Supplies Guide

This is a roundup of the watercolor supplies I’m using now. 

Paint

Brands: My favorite artist-grade watercolor paint brands are Da Vinci, Holbein, Winsor & Newton, and Daniel Smith. See: What’s the best artist-grade paint brand for beginners?

Colors: What specific colors you need is so subjective, and my personal faves are always changing, but here’s the basic formula I use when building a new watercolor palette (roughly in order of importance):

  • Dark blue
  • Yellow
  • Magenta
  • Cyan
  • Green
  • Earth orange
  • Gold or earth yellow
  • Violet or blue violet
  • Scarlet

See also: 

Paper

  • Loose paper: Arches or Saunders Waterford. I especially like Saunders’ High White (extra white paper looks extra luminous). Typically 140lb/300gsm (I also really like heavier, 300lb/640 gsm paper, but it’s expensive and doesn’t usually seem worth it.) Typically cold press, but I also like rough press for more abstract landscapes and hot press for mixed media with ink. I buy loose sheets as small as I can get them (usually a quarter sheet) and cut them up, or I work on a block.
  • Travel sketchbook: Moleskine Watercolor Album
  • Practice: Canson XL

See also: Watercolor Paper 101

Palettes

  • Storage box for plein air/travel: Art Toolkit Folio Palette
  • Ceramic mixing palette, with wells: Sugarhouse Travel Palette with easy-to-clean glossy finish (I use two travel palettes instead of one standard because I find the smaller sizes more flexible to arrange, clean, and store)
  • Ceramic mixing palette, without wells: Sylvan Minimal Palette #2

See also: Which watercolor palette should I choose?

Brushes

  • Everyday: Rosemary 401 Sable Blend round, size 4 and 8
  • Large wash: Isabey 5235 Petit Gris oval, size 4

See also: Watercolor Brushes 101

Drawing Supplies

  • Pencil: a 2mm lead holder
  • Eraser: a soft kneadable eraser
  • Waterproof liner: Sakura Micron or Deleter Neopiko-Line-3. I use size 01 for travel sketchbook or 05 for everyday.
  • Waterproof brush pen: Zebra Zensations or Tombow Fudenosuke

See also: Which drawing pens are the most waterproof?

Other Supplies

  • Brush cleaning cloths: At home I use old washcloths or paper towels; in my plein air kit, I keep reusable painting towels from Etsy sellers such as ArrayedInGrace or HerArtsAndCrafts, or Hamamonyo Gauze Pile Handkerchiefs.
  • Brush rest: Sylvan Clayworks Wiggle Brush Rest works well for me.

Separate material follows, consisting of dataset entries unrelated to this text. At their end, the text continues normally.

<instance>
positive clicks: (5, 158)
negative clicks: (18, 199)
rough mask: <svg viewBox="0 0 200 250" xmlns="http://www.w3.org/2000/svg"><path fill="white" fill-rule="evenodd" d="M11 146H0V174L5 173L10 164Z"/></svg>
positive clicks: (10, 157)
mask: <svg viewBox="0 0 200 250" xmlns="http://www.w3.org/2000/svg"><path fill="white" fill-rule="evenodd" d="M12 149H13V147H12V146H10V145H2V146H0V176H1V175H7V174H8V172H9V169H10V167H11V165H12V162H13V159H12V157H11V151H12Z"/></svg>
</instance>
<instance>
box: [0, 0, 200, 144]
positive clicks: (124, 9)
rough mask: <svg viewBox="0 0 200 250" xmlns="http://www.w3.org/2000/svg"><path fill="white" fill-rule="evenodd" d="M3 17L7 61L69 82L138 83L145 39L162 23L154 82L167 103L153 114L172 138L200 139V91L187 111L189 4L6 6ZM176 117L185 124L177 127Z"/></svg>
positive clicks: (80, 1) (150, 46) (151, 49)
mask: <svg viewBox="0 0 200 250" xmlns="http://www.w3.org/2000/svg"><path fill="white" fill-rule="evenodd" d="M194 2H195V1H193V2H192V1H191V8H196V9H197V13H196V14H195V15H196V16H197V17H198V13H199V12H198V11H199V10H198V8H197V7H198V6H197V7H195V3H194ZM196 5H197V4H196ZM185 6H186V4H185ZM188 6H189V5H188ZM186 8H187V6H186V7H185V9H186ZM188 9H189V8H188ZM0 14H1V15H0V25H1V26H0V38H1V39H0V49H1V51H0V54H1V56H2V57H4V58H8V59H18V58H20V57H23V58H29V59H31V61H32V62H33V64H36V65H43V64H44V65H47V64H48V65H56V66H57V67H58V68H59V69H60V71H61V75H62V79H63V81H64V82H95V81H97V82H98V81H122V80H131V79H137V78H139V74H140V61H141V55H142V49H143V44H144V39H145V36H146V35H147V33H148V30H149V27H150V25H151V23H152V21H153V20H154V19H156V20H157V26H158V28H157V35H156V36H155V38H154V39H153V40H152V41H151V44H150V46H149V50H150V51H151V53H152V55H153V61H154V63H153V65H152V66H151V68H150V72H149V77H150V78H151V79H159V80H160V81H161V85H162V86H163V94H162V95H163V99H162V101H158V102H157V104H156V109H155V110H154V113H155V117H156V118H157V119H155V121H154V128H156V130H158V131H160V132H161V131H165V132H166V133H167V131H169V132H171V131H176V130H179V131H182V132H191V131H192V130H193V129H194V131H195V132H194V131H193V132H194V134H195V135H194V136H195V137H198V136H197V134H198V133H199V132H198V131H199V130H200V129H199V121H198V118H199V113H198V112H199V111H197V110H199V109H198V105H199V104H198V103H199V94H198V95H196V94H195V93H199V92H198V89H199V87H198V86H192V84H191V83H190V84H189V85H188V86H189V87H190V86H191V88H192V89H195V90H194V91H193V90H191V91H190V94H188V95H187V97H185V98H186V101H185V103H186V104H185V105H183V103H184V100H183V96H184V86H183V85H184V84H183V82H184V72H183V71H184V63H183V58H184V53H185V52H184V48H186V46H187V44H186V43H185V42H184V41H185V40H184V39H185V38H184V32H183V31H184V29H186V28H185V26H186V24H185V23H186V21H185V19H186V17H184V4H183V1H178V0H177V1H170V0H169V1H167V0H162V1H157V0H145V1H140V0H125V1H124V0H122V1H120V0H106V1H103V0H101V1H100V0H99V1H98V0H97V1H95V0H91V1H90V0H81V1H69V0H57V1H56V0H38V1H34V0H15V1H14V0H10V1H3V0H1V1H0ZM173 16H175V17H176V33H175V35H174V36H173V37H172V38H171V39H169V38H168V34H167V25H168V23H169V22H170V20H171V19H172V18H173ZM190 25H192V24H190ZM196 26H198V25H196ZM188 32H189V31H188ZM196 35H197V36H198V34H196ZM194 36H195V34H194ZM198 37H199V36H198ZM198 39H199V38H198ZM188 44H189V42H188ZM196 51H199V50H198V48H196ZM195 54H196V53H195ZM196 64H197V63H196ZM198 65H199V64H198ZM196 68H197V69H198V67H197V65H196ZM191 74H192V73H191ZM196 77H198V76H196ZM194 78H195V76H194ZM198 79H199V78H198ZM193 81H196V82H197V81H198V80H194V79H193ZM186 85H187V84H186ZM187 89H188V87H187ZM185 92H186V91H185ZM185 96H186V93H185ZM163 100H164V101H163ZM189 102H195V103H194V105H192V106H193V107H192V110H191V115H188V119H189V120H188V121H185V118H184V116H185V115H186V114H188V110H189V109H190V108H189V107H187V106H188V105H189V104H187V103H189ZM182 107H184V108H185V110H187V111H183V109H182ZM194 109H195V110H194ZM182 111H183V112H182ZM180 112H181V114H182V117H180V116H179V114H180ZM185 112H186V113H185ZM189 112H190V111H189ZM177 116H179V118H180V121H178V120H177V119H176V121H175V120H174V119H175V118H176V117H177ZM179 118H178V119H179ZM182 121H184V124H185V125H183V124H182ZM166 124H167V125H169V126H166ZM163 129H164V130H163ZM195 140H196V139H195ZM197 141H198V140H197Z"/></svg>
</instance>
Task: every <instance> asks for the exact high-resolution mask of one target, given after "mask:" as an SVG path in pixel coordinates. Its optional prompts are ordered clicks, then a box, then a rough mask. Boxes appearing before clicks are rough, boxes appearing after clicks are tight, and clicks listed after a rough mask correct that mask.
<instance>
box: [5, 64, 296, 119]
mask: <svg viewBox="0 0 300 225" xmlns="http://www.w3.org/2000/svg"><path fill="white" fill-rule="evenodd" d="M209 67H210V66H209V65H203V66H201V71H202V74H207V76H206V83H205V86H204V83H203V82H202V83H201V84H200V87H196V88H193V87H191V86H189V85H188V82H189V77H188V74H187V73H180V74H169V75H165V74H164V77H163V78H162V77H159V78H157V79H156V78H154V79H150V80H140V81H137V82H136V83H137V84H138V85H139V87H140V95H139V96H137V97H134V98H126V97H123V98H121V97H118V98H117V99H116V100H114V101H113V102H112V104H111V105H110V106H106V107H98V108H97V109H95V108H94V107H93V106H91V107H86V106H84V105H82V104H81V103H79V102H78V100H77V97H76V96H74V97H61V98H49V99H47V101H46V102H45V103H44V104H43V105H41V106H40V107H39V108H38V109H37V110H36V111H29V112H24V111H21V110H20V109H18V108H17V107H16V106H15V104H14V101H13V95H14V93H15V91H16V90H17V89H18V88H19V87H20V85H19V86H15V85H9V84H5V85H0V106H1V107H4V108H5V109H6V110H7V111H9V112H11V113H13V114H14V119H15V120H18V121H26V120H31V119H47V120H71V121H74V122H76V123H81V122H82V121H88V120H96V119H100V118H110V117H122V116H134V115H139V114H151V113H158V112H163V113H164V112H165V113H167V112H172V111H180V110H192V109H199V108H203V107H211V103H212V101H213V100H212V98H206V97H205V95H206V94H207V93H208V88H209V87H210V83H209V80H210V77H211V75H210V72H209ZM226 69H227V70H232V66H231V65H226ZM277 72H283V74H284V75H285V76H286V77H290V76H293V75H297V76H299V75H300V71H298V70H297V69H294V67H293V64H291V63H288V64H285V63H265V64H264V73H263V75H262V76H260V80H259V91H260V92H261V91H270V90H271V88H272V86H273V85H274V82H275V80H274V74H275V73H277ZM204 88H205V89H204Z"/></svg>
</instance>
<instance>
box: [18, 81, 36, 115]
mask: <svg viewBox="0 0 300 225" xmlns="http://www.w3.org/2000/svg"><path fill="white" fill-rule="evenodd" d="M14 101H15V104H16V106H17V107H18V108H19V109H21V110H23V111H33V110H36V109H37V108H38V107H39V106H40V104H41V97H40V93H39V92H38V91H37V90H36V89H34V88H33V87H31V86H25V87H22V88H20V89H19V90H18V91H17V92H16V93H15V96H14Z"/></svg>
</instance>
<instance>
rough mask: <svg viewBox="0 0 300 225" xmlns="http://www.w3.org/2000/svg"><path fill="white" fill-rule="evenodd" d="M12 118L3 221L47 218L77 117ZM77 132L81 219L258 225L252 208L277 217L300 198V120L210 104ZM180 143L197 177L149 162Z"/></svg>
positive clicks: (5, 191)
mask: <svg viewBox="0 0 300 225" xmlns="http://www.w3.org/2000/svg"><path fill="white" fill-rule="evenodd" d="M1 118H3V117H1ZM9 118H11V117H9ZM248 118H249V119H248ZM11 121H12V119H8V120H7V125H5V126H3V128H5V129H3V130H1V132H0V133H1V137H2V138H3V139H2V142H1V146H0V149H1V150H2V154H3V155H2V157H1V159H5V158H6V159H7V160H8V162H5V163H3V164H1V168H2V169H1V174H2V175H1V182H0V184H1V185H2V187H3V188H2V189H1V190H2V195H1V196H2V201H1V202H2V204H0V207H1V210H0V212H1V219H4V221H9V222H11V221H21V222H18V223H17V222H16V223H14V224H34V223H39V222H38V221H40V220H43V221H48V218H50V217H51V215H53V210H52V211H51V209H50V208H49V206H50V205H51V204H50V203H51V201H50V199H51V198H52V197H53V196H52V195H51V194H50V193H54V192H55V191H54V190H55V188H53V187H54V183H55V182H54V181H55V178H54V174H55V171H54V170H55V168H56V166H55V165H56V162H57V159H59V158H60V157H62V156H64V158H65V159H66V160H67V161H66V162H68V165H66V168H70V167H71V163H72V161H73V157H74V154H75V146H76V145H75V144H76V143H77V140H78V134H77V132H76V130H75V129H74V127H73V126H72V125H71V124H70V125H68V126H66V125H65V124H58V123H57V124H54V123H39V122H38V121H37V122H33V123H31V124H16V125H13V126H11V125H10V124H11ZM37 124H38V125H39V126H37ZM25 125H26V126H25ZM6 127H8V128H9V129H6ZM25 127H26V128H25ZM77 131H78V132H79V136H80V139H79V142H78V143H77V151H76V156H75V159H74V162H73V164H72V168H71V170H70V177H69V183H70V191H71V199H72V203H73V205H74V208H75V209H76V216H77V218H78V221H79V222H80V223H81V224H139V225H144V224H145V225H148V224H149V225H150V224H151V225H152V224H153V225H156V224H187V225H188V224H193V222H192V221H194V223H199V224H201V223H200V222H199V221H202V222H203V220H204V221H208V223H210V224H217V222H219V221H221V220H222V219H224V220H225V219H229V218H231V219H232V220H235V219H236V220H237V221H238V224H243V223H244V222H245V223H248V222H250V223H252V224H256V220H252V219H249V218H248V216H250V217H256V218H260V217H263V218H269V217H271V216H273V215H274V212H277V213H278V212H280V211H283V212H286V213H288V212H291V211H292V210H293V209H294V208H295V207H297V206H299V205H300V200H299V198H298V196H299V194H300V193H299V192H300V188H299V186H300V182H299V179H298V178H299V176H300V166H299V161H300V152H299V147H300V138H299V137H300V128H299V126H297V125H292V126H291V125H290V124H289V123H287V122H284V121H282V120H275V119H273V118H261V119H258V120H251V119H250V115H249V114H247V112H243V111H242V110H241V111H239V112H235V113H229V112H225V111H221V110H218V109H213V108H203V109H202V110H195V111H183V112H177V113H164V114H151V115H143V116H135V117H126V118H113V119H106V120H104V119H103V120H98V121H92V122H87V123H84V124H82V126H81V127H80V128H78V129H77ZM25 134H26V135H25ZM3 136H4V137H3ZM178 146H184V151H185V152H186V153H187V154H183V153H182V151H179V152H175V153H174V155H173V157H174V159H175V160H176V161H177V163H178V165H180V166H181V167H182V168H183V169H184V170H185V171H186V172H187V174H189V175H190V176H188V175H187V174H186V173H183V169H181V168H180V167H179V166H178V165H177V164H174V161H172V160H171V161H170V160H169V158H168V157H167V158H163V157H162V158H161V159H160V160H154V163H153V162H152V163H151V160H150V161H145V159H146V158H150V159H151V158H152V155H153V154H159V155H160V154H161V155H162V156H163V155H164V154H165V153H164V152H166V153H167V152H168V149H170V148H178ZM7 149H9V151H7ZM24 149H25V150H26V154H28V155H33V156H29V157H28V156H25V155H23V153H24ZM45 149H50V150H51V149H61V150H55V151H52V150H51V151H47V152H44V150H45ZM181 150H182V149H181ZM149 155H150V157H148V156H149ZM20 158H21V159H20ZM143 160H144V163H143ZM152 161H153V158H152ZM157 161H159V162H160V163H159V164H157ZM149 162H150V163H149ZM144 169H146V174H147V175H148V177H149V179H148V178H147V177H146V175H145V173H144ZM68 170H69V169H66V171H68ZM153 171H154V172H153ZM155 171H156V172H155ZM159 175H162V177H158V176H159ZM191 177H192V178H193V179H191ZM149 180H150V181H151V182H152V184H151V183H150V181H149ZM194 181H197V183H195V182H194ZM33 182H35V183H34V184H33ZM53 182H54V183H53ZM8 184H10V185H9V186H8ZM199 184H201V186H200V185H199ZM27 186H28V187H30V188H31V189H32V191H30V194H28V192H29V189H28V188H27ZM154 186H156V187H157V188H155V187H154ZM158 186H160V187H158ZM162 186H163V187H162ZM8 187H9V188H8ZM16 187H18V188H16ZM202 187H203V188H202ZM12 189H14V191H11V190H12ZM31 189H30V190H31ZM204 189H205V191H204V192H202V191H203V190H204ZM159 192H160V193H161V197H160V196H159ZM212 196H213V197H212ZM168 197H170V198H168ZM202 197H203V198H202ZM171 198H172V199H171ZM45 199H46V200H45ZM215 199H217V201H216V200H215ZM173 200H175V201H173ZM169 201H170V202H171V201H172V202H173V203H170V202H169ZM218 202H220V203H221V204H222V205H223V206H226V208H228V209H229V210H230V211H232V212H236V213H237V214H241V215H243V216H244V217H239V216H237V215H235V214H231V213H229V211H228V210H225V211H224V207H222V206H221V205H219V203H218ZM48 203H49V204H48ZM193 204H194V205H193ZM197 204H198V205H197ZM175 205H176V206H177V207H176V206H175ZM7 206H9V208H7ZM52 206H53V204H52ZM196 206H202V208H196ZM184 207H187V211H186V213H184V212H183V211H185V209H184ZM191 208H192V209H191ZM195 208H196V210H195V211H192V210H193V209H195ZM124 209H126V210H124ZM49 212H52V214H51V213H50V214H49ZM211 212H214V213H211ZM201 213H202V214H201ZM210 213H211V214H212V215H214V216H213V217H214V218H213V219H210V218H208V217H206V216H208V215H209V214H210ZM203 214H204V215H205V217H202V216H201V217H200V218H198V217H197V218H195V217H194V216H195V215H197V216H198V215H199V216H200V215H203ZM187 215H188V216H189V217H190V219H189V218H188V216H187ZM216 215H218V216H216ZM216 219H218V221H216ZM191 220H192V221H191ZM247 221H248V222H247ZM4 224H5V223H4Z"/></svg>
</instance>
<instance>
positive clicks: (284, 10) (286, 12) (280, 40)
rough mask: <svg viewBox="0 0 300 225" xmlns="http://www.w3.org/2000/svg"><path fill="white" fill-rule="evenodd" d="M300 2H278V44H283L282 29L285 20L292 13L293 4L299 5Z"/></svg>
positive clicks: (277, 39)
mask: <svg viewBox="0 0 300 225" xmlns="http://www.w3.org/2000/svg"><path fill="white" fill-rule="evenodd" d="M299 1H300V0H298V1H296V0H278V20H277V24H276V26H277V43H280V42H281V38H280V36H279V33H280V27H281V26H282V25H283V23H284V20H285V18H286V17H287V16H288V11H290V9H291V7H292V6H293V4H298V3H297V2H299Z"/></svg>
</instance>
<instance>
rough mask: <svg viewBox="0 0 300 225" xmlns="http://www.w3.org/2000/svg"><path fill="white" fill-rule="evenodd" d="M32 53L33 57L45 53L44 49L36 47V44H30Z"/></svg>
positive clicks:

I like that it’s big enough to felt hefty and provide a good resting place for the brushes. Tiny brush rests are cute, but I never used them. 
  • Clipboards: To work on multiple pieces at once, I like to tape my paper to a clipboard. I use basic plastic clipboards from a big box office supply store. I find plastic ones easier to wipe clean than particle board. The clip part doesn’t matter because I have to tape them down on all sides anyway; any portable hard surface you don’t mind taping/dirtying will work. If you work larger than 8.5×11, consider drawing boards from an art supply store.
  • A credit card is useful for multiple purposes (physically, I mean, not just its ability to buy art supplies). It can be used to detach paper from a watercolor block, or to make marks in paint. I keep an old transit card in my art kit for the purpose. 
  • Paper cutter: I use Cheap Joe’s Handheld Paper Cutter to cut large sheets of watercolor paper into the smaller sizes that I like to paint on. A large swing-arm cutter would be more effective, but I like this glorified letter opener because it’s small, easy to store, and can handle any size of paper.
  • Plein air/travel carrying case & accessories: Art Toolkit (my most used accessories are the water brush and mini spray mister; the syringe is also useful for filling the water brush from a water bottle)
  • Tape: Holbein Soft Tape
  • Water cups: I like mason jars because they’re see-through (so you can see how dirty your water is) and hefty enough not to tip over.